Mit 16 Jahren zeigte sie ihren ersten Widerstand gegen Autoritäten, indem sie sich weigerte, während einer Bombenübung das Schulgebäude zu verlassen. 1958 zog sie mit ihrer Familie von Palo Alto nach Boston. Baez ist eine Sopranistin mit einem Stimmumfang von drei Oktaven, und die meisten ihrer Lieder befassen sich mit sozialen Themen.
Ab 1961 folgte sie einer Karriere, die eng mit Bob Dylan verbunden war, und wurde zur unverzichtbaren Stimme von Liedern über Freiheit und Menschenrechte. Ihre Musik, die traditionelle Balladen, Blues-Klänge und ethnische Folk-Melodien vereint, erreichte ein breites Publikum. Als Unterstützerin der Vietnamkrieg-Gegner unternahm sie Sprechreisen in den USA und Kanada und rief die Menschen zum Widerstand gegen die Wehrpflicht auf.
In den 1970er Jahren ging sie auf eine lange Europa-Tournee und nahm an Menschenrechtskundgebungen teil.
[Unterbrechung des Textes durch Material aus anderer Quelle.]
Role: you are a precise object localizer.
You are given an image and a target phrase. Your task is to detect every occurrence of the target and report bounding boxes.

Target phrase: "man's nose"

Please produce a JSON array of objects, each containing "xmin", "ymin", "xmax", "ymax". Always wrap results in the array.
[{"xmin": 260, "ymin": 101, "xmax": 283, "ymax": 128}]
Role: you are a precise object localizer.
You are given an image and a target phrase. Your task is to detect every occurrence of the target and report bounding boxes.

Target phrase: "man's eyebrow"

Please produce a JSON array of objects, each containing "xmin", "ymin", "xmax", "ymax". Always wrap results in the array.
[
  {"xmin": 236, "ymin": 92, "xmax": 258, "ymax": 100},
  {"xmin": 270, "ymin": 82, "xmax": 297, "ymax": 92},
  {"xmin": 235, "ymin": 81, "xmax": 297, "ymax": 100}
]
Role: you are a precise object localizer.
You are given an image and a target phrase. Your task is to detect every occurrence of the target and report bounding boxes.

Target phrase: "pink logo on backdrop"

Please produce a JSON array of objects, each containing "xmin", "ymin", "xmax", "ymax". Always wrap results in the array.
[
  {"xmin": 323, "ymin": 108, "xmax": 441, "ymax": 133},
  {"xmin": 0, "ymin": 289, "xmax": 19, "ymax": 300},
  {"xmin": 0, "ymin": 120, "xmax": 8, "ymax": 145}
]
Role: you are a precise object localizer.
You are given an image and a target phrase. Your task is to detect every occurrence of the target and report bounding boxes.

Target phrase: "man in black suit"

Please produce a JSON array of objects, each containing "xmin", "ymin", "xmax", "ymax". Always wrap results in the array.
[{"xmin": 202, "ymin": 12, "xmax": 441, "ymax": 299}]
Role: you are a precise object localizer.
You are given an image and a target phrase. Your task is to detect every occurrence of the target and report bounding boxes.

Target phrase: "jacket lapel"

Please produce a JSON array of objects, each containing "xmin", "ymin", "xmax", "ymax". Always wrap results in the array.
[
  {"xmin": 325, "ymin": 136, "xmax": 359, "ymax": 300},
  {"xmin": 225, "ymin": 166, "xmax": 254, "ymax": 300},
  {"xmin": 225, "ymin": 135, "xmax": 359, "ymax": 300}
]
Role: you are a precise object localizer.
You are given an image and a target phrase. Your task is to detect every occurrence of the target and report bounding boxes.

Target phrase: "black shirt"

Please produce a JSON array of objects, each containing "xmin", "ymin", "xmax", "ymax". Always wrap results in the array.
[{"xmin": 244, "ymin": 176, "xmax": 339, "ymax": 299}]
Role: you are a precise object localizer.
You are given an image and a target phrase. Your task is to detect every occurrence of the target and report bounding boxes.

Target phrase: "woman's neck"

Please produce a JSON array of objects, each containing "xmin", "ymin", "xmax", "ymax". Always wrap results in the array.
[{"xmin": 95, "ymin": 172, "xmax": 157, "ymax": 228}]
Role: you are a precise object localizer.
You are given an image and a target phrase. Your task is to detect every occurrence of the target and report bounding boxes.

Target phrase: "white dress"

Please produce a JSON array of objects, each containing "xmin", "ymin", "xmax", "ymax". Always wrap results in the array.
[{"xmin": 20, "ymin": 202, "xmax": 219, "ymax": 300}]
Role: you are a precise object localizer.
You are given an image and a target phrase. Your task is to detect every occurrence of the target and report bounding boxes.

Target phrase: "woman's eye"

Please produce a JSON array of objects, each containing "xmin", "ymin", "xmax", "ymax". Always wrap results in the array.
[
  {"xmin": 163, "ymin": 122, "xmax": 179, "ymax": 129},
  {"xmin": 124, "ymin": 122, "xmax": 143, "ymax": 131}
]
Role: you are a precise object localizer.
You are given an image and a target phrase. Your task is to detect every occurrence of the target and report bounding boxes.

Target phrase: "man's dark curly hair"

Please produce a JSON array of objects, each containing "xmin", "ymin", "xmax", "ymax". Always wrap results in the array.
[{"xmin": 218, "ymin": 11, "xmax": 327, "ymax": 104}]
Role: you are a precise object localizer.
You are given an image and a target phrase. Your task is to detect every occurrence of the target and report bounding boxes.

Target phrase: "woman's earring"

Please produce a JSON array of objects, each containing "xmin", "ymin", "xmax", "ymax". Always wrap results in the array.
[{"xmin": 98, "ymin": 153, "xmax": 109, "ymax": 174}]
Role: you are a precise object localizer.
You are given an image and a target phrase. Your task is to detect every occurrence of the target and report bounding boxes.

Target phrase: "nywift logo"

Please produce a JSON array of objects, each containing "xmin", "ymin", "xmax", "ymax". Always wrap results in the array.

Seit 1959 hat sie über 30 Alben veröffentlicht, wobei das 1975 erschienene Album „Diamonds & Rust“ besonderen Erfolg hatte. Baez gab 1988 und 1989 Konzerte in der Türkei.
Im Jahr 2007 wurde sie bei den Grammy Awards mit dem Lifetime Achievement Award ausgezeichnet. Joan Baez ist eine bedeutende Künstlerin, die für ihr Engagement in der Menschenrechtsbewegung und ihre Musik bekannt ist.